Download pdf_RV_02_split.mw 

This now seems like insight into why Maple (2024.2 at least) doesn't get the simple explicit piecewise answer to this problem. It may be that int itself is getting hung up. Ideally it would be able to get the explicit result without the manual split at 0.

ps. It is not necessary to also split at discont of PDF(r,t) and/or PDF(x,t), in order to get the nice explicit piecewise result.
pps. The portions computed from using such assumptions (ie, disjoint sets that cover -inf..inf) can be properly combined into an actual PDF that respects the support. Using assumptions is not necessarily just a trick. It's obvious that a result obtained under some assumptions is only guaranteed to hold under those same assumptions. This is why I used multiple disjoint sets of assumptions, that together cover the reals. How to join the results with piecewise (and why that'd be desired) should be obvious.
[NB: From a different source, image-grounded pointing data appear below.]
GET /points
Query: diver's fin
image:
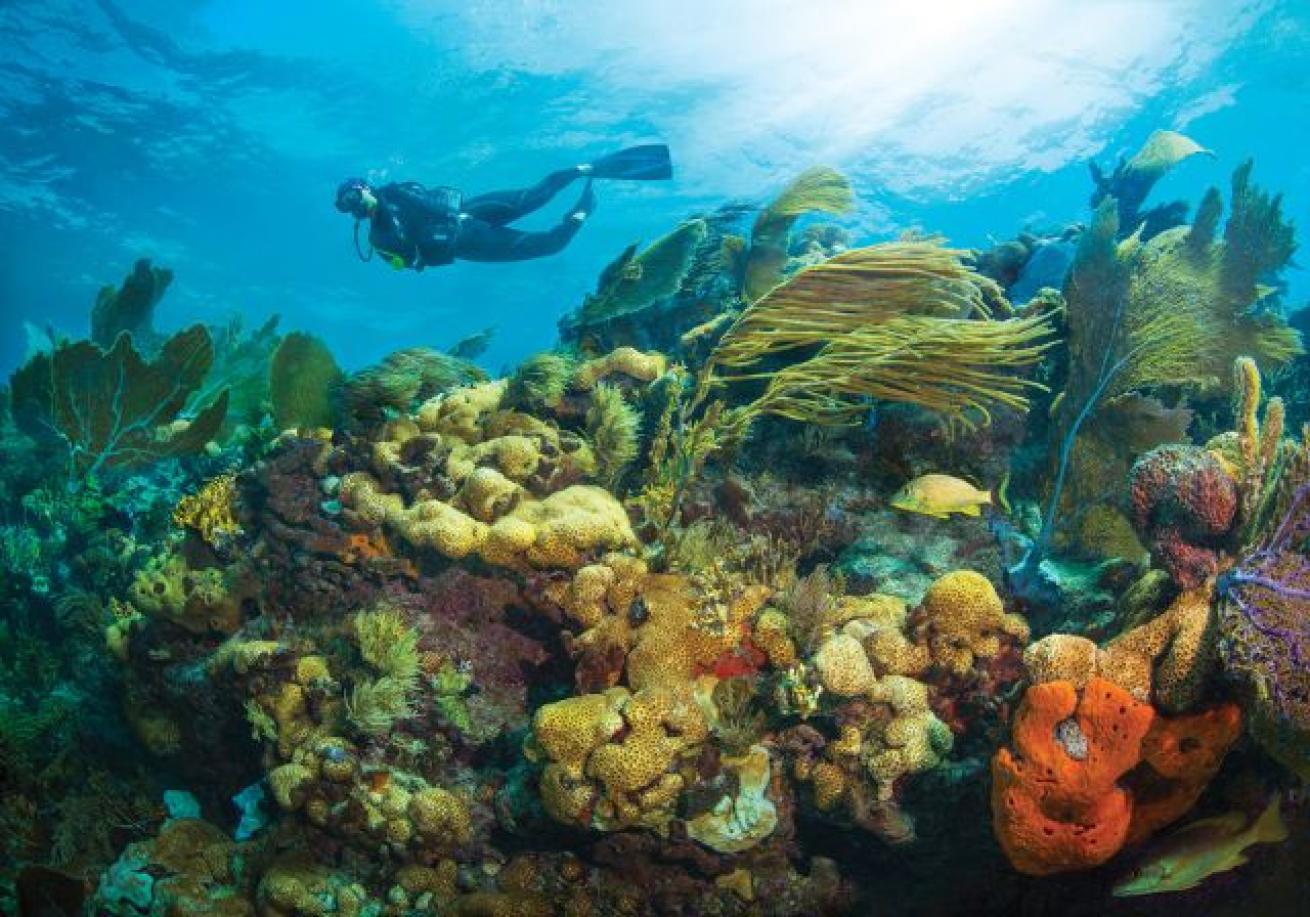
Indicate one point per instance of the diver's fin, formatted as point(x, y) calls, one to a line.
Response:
point(647, 163)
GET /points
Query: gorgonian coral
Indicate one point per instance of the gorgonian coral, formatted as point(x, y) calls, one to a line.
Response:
point(1264, 620)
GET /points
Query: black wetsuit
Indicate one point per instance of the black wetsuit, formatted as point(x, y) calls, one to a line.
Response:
point(418, 227)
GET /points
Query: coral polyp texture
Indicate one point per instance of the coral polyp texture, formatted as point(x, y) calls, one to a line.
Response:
point(643, 624)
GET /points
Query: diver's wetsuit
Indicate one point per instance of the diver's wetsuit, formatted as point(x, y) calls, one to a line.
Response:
point(418, 227)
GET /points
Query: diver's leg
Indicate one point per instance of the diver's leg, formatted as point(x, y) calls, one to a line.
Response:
point(478, 240)
point(482, 241)
point(502, 207)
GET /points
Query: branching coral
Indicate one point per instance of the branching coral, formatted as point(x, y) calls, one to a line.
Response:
point(539, 383)
point(613, 427)
point(388, 642)
point(131, 307)
point(1133, 180)
point(301, 383)
point(1174, 311)
point(401, 381)
point(1264, 620)
point(890, 322)
point(820, 189)
point(634, 280)
point(810, 608)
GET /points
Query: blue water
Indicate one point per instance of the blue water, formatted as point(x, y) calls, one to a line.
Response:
point(210, 135)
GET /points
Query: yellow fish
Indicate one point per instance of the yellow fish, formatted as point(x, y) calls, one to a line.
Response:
point(939, 495)
point(1199, 850)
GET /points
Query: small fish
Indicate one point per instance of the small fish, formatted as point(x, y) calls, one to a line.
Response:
point(1199, 850)
point(939, 495)
point(473, 346)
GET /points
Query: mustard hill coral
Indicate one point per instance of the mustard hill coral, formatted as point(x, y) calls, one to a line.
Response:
point(210, 511)
point(963, 620)
point(611, 757)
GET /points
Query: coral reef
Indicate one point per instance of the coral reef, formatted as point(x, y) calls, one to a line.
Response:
point(636, 628)
point(1184, 506)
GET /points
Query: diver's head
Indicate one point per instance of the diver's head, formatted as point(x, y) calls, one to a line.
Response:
point(355, 197)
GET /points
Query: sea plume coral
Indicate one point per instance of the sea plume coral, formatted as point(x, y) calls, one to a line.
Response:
point(890, 322)
point(820, 189)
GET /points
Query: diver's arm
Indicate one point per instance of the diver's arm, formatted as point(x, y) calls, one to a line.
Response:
point(394, 228)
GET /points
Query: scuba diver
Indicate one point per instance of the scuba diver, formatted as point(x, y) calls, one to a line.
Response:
point(419, 227)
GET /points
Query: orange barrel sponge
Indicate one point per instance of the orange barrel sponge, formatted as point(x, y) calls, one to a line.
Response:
point(1056, 801)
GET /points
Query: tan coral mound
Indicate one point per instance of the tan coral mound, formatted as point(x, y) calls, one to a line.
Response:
point(963, 620)
point(1163, 660)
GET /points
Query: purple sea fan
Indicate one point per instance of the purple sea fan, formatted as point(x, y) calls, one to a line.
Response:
point(1264, 625)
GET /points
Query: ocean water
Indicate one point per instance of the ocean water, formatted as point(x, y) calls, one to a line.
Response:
point(688, 616)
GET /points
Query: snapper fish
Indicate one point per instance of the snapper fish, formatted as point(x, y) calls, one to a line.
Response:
point(939, 495)
point(1199, 850)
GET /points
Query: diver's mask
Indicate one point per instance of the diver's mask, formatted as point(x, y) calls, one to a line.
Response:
point(354, 197)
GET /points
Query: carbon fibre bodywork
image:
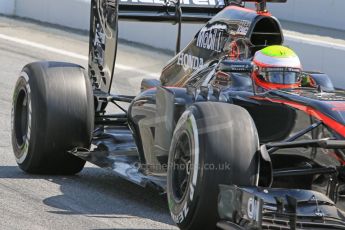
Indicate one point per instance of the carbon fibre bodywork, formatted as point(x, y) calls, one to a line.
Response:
point(302, 131)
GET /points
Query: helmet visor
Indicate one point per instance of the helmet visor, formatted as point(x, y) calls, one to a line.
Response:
point(281, 77)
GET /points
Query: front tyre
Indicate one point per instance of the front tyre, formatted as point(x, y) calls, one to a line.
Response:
point(52, 113)
point(213, 143)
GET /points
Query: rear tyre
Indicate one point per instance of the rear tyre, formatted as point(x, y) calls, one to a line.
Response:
point(52, 113)
point(213, 143)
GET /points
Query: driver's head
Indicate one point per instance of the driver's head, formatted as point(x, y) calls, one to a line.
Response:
point(276, 67)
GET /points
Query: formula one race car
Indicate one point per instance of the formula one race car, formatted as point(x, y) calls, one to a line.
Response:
point(235, 132)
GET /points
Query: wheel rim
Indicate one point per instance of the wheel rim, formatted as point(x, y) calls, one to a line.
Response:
point(21, 118)
point(181, 166)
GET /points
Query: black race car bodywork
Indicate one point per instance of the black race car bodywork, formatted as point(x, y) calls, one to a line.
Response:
point(301, 131)
point(301, 160)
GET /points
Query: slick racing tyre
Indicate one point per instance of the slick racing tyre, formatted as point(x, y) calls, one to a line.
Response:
point(52, 113)
point(213, 143)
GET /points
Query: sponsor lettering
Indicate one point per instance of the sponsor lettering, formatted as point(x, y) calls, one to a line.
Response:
point(239, 27)
point(211, 38)
point(188, 61)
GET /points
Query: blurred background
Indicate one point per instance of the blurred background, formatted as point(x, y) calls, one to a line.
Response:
point(35, 30)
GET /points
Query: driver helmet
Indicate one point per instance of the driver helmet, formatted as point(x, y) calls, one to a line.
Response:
point(276, 67)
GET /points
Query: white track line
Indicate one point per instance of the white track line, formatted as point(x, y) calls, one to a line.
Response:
point(71, 54)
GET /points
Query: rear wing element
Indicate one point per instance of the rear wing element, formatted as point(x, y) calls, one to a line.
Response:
point(104, 26)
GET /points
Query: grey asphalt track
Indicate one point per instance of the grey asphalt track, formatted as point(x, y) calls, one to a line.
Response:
point(95, 198)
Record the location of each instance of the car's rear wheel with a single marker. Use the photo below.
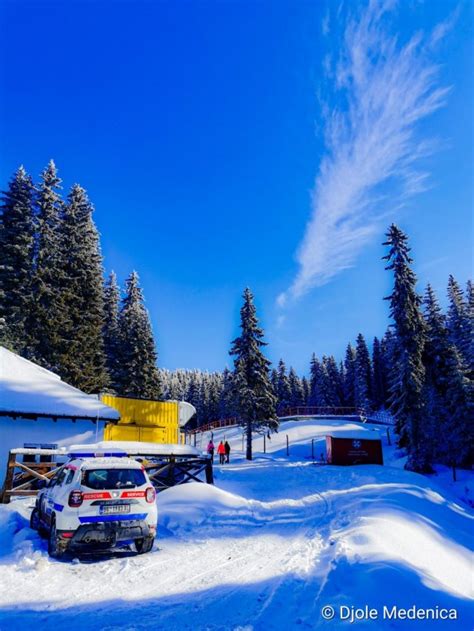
(56, 546)
(145, 544)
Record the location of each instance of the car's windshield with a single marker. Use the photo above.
(113, 478)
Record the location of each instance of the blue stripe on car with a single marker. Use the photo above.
(99, 518)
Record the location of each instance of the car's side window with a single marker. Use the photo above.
(60, 477)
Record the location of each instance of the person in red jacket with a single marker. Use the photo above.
(221, 452)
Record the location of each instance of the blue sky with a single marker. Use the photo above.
(266, 144)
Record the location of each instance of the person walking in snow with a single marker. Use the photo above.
(221, 452)
(210, 449)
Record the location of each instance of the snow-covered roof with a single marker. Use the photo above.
(359, 434)
(29, 390)
(137, 448)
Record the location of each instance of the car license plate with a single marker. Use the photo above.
(115, 509)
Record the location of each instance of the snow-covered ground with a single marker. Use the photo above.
(266, 548)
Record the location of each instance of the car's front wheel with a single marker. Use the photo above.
(34, 519)
(56, 546)
(36, 523)
(145, 544)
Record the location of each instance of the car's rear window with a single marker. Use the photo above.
(113, 478)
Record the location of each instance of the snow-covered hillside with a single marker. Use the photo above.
(266, 548)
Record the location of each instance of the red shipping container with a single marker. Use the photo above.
(353, 449)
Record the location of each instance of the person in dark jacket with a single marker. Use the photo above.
(210, 449)
(221, 452)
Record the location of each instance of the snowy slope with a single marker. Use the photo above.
(264, 549)
(27, 388)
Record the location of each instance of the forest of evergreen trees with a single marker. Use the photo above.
(56, 309)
@JoyDivisionMan Note that the formula result for t assumed to be in -1..0 is the same as for t assumed to be in 0..1.

I didn't successfully achieve that same nice form directly, if I merged the assumptions into just the simpler combined assumptions x>-1,x<1 . There are other ways to get it from that, but the above seemed less awkward to me.


ps. You don't mark your Questions with your Maple version. Sometimes it makes a difference in what answer may be attained.